Already up 2-0 in the Southern League semifinals against Jacksonville, the two teams locked up in a epic pitching duel on Friday night that went
scoreless into the bottom of the ninth. With two outs, Longoria ended the
drama by launching a two-run bomb to put the Biscuits into the Championship
Series against Huntsville. It’s really no more than an exclamation point on
Longoria’s remarkable debut, as the third overall pick hit .315/.360/.597
across three levels with 18 home runs in 248 at-bats. In 32 games since moving
up to the major leagues, B.J. Upton is batting .252/.295/.278 and his
made 11 errors. The pressure could be on by mid-2007.

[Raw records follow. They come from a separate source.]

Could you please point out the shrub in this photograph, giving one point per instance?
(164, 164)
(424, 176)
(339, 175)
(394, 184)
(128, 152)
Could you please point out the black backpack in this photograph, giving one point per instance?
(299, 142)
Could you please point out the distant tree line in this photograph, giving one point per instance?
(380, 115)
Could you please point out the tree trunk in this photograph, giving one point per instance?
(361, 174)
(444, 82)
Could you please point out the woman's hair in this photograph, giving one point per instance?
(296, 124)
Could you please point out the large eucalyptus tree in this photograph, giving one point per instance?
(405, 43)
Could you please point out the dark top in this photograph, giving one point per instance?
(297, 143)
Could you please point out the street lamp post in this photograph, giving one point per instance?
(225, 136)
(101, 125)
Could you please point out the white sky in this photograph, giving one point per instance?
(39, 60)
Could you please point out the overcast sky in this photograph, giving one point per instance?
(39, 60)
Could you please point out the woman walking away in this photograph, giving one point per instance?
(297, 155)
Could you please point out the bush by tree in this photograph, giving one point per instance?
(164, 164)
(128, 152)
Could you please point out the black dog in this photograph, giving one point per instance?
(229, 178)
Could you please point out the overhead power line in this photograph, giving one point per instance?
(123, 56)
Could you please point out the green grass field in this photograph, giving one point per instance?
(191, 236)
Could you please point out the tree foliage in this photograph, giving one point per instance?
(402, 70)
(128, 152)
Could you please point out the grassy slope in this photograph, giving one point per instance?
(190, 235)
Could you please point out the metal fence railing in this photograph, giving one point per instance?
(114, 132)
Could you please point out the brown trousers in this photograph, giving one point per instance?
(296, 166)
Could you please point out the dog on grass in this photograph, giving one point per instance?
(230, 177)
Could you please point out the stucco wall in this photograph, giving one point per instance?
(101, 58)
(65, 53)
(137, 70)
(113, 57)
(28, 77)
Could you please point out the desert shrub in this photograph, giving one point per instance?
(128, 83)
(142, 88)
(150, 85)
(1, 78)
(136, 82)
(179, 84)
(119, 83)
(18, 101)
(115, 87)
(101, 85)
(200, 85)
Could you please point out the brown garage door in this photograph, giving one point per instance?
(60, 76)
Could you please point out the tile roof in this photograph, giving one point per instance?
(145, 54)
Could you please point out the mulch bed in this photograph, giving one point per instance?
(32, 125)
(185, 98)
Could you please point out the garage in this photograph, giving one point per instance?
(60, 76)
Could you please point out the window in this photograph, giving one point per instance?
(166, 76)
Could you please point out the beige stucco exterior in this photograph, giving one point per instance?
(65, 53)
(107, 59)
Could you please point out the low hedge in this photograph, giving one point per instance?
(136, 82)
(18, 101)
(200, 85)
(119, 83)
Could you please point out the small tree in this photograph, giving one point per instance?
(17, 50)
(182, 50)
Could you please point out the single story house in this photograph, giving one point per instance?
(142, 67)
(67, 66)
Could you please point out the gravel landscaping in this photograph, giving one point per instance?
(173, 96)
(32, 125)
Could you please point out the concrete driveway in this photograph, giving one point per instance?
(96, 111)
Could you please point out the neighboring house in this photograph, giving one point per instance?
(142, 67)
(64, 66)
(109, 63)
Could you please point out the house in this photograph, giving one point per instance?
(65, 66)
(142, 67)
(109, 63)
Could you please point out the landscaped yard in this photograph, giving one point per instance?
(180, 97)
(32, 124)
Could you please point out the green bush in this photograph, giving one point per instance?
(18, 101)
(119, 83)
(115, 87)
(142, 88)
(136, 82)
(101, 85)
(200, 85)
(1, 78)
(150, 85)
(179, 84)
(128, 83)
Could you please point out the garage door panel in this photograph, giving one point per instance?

Alexander Smit, lhp, Low Class A
Beloit (Twins)

It seems like a long time ago when Smit had a 1.18 ERA in
his GCL debut and allowed only 19 hits in 38 innings; in reality it is a
long time in prospect land, as that was 2003. Since then, Smit’s had a mix of
bad moments and dominant moments, and did not spend a complete year in a
full-season league until this season. While he began the year in a bullpen
role, everything changed in a return to the rotation, as the native of the Netherlands had a 2.43 ERA in 13 starts while allowing just 44 hits in 74 innings and
striking out 98. Unlike Baldwin, Smit has taken a major step forward
this year, as what was once an upper-80s fastball is now 92-94 mph, to go along
with a solid curveball and a developing change. While it seems like Smit has
been around for ever, he’s still only 20 years old, and next year’s performance
at High Class A Ft. Myers will be highly anticipated.

Mitch Talbot, rhp, Double-A Montgomery
(Devil Rays)

While Longoria was playing short-term hero on Friday, Talbot
was the real star of the game, striking out a team-record 14 batters in a
complete game five-hitter. Acquired from the Astros–along with shortstop Ben
–at the trade deadline for Aubrey Huff, Talbot had a 1.90 ERA in
ten starts after coming over from Houston, limiting Southern League hitters to
a .214 average. Talbot is a 22-year-old righthander with solid stuff,
including a low 90s fastball and plus-plus changeup, as well as excellent
command of both pitches. While Zobrist is already the starting shortstop in
the big leagues, Talbot could end up paying more dividends.